Trainees are expected to be familiar with R, the basics of machine learning and out-of-sample error estimation, and the basic workings of the random forest algorithm.
Equipment
Computers running R with practical examples from all core components will be provided to attendees. These may not necessarily be configured for the most advanced topics, which may involve demonstrations only, especially if requiring server or cloud functionality.
Course instructor
The course will be led by Presciient director, Dr Eugene Dubossarsky. He is the head of the Sydney Users of R Forum. Eugene is also Principal Founder of Analyst First, an international analytics industry organisation. He is a founder of the Institute of Analytics Professionals of Australia (IAPA); Director, University of New South Wales School of Mathematics and Statistics Industry Advisory Board; and a recognised industry leader in business analytics. Eugene is an experienced analytics professional with 20 years’ experience programming in R and its parent language, S.
Testimonials
The Introduction to R course provided clear and logical assistance to getting up and running with R. More than that, the real value was in providing guidance on the myriad of online resources and introducing me to a network of passionate and helpful R users. Eugene is a knowledgeable and approachable teacher. I wouldn’t hesitate in recommending the course. I feel that I am now fully on the road to applying R and using data to improve efficiency across my organisation.
—James Orton, Data and IT Manager, UNICEF Australia
I have been trying to convert my Stata programming skills to R, however, there have been many times where I just wanted to sit down with someone and have them explain the fundamentals of programming in R. Sure, a number of books and websites have helped me become familiar with R, however, I still didn’t feel ready to translate all of my familiar Stata commands to R (e.g. I am comfortable plotting graphics using ggplot2, however, revert back to Stata for data manipulation). I knew that a more effective way to learn and feel confident would be to sit down with someone and have them explain how they use R, how they clean data, how they plot graphics, etc. I knew that once I felt comfortable with cleaning my data in R, analysis would be less of an issue—I’m happy to research the specifics on my own.

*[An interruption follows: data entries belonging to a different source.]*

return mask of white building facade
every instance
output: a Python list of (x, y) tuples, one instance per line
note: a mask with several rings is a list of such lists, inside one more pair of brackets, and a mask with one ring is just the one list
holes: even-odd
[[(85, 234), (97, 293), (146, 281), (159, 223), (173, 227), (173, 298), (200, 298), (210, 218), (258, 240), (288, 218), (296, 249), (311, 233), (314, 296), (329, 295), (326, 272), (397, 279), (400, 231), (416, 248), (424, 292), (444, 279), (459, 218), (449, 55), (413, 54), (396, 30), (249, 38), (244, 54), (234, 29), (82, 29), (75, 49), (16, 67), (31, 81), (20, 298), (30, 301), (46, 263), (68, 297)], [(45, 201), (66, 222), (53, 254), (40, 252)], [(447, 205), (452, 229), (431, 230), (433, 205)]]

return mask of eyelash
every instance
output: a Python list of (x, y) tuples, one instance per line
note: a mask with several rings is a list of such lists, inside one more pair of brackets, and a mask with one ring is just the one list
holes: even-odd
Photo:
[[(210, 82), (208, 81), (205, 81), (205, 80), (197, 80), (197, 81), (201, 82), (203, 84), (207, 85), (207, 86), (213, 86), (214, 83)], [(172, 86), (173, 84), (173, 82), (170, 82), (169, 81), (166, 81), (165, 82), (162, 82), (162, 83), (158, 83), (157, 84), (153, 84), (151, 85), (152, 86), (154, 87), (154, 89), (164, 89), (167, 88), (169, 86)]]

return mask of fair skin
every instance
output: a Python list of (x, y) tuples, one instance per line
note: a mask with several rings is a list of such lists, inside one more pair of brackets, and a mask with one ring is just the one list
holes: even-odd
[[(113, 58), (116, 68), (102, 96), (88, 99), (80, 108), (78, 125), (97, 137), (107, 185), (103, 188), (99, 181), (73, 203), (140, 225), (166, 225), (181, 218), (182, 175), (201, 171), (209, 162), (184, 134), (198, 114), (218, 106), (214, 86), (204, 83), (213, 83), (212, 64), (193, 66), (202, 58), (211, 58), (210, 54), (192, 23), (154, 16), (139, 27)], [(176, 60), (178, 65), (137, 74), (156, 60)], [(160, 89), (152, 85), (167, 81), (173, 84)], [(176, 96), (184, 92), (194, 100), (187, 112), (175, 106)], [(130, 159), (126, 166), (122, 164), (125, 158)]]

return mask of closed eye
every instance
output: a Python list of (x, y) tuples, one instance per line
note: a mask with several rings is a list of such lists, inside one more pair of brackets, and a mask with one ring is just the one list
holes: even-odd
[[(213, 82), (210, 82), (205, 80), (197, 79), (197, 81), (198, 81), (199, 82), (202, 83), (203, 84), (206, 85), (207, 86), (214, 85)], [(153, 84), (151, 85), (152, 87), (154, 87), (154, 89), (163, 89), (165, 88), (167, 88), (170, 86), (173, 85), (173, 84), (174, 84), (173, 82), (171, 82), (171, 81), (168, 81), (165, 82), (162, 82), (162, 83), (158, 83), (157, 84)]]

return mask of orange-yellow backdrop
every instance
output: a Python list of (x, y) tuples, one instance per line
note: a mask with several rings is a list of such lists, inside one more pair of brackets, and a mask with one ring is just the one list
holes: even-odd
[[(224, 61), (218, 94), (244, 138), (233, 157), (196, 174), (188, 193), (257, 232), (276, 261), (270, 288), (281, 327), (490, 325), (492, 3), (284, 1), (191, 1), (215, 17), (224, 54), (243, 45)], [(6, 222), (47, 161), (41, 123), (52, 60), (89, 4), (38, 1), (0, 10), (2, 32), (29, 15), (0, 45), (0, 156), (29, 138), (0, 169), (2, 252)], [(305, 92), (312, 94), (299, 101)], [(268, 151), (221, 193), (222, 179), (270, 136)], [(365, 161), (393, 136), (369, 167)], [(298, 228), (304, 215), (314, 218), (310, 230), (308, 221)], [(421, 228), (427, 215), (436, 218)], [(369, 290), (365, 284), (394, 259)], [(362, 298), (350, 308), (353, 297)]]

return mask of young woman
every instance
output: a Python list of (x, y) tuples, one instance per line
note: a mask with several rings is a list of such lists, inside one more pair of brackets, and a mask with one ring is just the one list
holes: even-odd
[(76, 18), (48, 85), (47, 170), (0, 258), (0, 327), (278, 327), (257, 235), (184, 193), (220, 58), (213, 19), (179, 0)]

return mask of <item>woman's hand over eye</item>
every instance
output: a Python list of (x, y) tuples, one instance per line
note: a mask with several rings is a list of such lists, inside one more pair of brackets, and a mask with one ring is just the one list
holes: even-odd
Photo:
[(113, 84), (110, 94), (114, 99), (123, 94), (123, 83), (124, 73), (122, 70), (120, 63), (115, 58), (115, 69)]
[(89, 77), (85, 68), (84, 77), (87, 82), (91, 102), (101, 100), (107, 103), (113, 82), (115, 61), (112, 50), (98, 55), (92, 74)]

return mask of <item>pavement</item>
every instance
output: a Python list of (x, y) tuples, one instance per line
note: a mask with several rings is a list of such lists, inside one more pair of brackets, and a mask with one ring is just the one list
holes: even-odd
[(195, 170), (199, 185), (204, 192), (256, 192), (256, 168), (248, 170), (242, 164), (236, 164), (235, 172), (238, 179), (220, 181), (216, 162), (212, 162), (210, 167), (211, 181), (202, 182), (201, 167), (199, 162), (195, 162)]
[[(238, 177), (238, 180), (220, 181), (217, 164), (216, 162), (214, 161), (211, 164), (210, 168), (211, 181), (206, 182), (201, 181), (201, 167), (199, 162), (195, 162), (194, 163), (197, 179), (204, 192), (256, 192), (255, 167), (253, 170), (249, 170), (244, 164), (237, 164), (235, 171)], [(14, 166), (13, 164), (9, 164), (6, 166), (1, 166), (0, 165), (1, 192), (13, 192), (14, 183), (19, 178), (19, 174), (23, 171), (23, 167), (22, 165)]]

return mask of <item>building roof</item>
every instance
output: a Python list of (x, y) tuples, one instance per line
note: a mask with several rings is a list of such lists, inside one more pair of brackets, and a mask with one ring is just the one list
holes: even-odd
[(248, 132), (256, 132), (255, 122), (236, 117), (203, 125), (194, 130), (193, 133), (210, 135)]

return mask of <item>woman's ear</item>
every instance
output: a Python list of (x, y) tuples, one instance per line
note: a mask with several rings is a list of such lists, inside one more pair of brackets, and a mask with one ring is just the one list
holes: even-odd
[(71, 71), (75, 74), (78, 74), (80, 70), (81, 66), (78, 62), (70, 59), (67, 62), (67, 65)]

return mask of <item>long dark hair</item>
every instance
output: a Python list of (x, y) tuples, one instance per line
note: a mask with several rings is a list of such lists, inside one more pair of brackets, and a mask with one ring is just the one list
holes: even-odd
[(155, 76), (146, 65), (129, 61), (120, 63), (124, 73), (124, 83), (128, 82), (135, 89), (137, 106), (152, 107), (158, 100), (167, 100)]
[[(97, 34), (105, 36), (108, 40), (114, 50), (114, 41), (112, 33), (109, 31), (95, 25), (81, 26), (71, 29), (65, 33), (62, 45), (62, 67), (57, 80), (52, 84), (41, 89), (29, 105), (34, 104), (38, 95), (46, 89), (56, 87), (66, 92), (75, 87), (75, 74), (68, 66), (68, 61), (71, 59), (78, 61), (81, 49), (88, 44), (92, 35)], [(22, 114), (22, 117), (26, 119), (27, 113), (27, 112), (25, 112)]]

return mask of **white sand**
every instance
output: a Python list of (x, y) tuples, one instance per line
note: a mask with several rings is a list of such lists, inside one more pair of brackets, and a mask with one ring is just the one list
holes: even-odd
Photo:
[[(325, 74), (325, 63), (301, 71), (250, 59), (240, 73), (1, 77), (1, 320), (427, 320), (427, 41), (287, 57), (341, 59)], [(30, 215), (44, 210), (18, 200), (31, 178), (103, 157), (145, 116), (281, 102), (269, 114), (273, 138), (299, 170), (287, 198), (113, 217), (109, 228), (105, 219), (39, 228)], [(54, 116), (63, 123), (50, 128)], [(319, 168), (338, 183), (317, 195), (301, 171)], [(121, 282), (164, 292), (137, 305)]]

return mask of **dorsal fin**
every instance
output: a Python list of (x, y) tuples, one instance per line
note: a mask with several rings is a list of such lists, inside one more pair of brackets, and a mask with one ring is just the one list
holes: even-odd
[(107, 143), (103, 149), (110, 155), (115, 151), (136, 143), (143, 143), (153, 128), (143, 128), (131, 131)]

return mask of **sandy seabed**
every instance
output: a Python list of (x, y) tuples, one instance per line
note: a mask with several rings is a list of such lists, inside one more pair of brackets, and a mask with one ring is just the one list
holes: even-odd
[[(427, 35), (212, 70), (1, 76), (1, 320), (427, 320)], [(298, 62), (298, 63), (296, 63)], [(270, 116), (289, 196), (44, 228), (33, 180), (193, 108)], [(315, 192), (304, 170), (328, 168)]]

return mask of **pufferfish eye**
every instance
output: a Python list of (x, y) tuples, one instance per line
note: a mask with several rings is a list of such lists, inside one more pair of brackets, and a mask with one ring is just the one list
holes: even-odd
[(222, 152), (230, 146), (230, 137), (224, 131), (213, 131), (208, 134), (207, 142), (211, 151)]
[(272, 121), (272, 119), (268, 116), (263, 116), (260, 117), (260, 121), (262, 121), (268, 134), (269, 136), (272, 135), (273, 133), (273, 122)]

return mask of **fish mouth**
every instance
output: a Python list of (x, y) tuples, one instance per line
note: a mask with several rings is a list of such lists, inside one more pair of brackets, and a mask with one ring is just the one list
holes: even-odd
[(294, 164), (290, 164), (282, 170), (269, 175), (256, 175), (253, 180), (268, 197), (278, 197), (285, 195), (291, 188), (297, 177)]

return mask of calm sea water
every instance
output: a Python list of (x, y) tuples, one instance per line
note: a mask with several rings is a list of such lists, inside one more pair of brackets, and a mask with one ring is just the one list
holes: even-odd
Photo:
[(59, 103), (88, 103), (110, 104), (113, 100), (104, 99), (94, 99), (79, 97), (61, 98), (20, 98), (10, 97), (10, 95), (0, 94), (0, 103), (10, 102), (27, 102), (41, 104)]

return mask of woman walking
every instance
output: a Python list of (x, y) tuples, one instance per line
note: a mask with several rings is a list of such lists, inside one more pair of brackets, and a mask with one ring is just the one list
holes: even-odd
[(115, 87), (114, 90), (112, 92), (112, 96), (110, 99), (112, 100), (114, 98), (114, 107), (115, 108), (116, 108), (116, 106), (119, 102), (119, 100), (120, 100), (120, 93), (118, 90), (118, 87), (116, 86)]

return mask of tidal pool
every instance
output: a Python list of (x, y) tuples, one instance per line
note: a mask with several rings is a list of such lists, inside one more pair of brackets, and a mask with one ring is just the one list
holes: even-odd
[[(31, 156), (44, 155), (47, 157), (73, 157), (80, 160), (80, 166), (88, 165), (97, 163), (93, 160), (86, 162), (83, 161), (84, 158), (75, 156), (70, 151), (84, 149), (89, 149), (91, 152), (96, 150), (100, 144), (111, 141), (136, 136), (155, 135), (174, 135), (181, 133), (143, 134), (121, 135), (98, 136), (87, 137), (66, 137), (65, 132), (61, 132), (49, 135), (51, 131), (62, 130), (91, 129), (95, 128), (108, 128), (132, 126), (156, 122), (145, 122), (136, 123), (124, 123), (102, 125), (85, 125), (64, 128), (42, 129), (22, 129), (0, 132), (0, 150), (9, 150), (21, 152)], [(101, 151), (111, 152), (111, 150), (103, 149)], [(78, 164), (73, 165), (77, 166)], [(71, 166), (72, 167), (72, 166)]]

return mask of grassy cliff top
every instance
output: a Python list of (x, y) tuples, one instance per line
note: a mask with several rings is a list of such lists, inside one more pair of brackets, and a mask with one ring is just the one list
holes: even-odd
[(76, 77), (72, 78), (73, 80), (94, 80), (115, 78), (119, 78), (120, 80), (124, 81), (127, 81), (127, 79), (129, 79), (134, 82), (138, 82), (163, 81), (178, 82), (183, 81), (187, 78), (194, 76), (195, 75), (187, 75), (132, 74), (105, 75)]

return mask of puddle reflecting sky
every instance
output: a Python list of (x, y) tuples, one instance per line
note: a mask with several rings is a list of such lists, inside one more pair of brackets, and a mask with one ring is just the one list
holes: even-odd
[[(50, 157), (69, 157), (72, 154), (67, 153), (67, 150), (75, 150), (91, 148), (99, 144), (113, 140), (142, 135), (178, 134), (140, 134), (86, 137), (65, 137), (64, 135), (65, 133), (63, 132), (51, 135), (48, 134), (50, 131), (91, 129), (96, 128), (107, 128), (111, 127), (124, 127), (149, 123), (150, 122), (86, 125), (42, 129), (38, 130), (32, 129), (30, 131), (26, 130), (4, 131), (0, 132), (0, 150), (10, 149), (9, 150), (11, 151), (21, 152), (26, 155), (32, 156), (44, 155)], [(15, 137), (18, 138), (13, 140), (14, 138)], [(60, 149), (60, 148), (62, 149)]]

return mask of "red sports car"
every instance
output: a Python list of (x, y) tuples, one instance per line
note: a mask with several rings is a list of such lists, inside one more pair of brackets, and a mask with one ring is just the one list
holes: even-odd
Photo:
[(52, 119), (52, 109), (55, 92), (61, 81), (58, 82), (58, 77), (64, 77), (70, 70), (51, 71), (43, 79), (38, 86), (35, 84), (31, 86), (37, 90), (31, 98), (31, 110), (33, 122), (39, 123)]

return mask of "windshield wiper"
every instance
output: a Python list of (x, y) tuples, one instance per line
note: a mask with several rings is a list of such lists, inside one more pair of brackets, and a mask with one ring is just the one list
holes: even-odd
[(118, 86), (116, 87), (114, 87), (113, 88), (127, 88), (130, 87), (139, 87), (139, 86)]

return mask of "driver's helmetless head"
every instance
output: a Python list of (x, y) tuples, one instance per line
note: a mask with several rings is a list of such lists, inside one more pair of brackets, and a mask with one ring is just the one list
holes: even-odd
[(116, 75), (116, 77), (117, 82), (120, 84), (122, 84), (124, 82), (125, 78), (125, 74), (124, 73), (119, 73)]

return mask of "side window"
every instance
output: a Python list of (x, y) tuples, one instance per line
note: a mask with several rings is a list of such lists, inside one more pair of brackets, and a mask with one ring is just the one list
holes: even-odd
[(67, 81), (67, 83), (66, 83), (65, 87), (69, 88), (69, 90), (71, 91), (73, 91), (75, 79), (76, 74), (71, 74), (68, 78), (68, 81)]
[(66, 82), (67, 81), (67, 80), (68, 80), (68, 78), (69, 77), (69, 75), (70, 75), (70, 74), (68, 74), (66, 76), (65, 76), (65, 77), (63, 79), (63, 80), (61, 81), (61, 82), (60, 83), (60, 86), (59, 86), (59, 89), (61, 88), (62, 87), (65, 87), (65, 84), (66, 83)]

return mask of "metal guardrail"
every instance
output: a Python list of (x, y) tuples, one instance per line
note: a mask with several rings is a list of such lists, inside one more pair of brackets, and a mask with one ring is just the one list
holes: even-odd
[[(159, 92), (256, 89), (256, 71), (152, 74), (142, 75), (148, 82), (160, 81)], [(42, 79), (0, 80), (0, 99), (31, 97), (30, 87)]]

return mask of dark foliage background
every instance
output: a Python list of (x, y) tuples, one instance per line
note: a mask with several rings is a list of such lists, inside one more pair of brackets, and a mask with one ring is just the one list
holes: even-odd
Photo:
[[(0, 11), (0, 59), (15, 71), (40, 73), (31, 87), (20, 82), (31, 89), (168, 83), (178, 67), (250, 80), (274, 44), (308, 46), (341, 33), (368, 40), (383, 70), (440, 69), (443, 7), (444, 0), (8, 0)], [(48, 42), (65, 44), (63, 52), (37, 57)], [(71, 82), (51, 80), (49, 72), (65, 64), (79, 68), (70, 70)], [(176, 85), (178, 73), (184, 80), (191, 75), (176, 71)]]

Thank you Eugene for advancing my R skills. I especially appreciate the time spent explaining the fundamentals of data manipulation — i.e. the code one needs to know before running any basic or sophisticated analysis. The pace of the workshop was perfect.
—Dr Chelsea Wise, Lecturer, Marketing, UTS Business School
Discounts
Please ask about our discounts for group bookings.
Feedback
Use enquiries@presciient.com to email us any questions about the course, including requests for more detail, specific content you would like to see covered, or queries regarding prerequisites and suitability. If you would like to attend but for any reason cannot, please also let us know.
Variation
Course material may vary from what is advertised due to the demands and learning pace of attendees. Additional material may be presented along with or in place of what is advertised.
Cancellation
The course may be cancelled by the organisers with full refund of fees.